Es ist das Licht, das mir jeweils Venedig ankündet. Wenn der Zug das Meer erreicht und schliesslich auf dem Damm in die Lagune hinausfährt, erfüllt ein schimmerndes Leuchten die Luft und bringt Himmel und Wasser zum Strahlen. Ich denke dann daran, dass es dieses Licht ist, das den englischen Maler William Turner dazu inspirierte, die Leinwand, den Karton, das Papier erst mit weisser Farbe einzutönen, bevor er die Arbeit an seinen Landschaftsbildern begann.
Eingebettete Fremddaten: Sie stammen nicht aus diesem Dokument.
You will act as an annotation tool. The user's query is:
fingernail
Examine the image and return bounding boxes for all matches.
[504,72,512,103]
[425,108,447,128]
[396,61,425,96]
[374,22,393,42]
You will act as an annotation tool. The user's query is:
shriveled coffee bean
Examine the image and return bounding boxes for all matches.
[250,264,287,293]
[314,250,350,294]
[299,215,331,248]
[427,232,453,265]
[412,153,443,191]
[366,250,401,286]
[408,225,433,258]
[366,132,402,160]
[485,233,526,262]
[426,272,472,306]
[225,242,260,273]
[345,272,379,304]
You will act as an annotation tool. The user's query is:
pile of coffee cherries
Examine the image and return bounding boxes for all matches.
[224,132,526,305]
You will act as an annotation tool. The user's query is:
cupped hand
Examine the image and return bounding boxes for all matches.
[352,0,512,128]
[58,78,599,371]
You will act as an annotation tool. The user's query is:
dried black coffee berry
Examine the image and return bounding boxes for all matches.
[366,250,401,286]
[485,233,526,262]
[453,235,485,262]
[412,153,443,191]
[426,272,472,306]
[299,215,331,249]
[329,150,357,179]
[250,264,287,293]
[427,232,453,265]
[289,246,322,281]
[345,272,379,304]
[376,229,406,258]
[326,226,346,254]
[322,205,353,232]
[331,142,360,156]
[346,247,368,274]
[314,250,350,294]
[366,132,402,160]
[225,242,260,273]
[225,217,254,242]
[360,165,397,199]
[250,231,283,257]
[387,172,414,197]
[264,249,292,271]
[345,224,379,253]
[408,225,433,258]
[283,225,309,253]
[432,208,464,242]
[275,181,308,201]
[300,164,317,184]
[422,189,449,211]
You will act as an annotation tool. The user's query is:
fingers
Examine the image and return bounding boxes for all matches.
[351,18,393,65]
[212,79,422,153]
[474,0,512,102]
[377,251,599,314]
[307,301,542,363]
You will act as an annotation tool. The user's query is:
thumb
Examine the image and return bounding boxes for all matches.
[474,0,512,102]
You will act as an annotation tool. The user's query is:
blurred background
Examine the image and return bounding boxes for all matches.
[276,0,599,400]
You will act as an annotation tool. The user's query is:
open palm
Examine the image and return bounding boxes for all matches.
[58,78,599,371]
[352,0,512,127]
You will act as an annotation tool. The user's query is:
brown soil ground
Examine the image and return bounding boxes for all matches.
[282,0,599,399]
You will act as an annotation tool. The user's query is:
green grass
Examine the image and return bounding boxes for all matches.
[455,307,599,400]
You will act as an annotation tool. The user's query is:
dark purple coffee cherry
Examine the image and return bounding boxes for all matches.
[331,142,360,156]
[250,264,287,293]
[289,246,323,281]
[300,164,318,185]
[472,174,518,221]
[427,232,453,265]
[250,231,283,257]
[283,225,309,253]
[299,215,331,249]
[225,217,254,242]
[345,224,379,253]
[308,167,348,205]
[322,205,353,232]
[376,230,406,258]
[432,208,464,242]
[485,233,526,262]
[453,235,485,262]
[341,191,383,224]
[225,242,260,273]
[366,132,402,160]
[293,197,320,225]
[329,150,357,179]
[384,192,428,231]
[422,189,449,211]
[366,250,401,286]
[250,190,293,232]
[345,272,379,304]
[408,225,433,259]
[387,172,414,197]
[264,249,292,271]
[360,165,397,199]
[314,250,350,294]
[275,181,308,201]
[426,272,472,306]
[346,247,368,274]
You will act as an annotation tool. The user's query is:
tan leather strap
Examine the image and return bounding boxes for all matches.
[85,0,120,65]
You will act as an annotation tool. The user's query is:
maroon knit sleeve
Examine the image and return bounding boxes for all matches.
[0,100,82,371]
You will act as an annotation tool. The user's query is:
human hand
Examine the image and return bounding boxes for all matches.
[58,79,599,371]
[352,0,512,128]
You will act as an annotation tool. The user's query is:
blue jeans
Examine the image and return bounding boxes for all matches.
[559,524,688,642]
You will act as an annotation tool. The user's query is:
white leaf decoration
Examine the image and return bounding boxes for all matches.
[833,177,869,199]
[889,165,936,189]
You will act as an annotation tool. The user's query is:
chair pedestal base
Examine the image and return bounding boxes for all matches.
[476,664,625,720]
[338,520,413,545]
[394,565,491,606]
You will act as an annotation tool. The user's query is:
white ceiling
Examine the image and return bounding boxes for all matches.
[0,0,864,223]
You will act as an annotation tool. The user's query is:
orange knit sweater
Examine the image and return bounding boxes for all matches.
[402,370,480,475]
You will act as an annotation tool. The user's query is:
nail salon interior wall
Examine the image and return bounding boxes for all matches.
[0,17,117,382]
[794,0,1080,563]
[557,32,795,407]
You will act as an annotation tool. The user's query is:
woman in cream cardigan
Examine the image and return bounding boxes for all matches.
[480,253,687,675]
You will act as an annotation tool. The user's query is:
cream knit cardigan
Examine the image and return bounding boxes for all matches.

Ankunft in Venedig. Ich trete aus der Wartehalle hinaus auf den schönsten Bahnhofplatz der Welt. Unten an seinen Stufen warten die Stadt und die Vaporetti, die kleinen Kanalschiffe, auf mich. Ich steige in die Numero uno und tuckere auf ihr ins fahle Morgenlicht hinein, das über der noch stillen Stadt liegt. Eines ist klar: In Venedig will ich am frühen Morgen ankommen. Es mag sein, dass mir ein Quäntchen Müdigkeit zu jener leichten Euphorie verhilft, die ich in der Lagunenstadt stets erlebe. Es mag sein, dass es die Vorfreude ist auf eines jener kleinen Abenteuer, die mir der Aufenthalt in Venedig noch jedesmal beschert hat.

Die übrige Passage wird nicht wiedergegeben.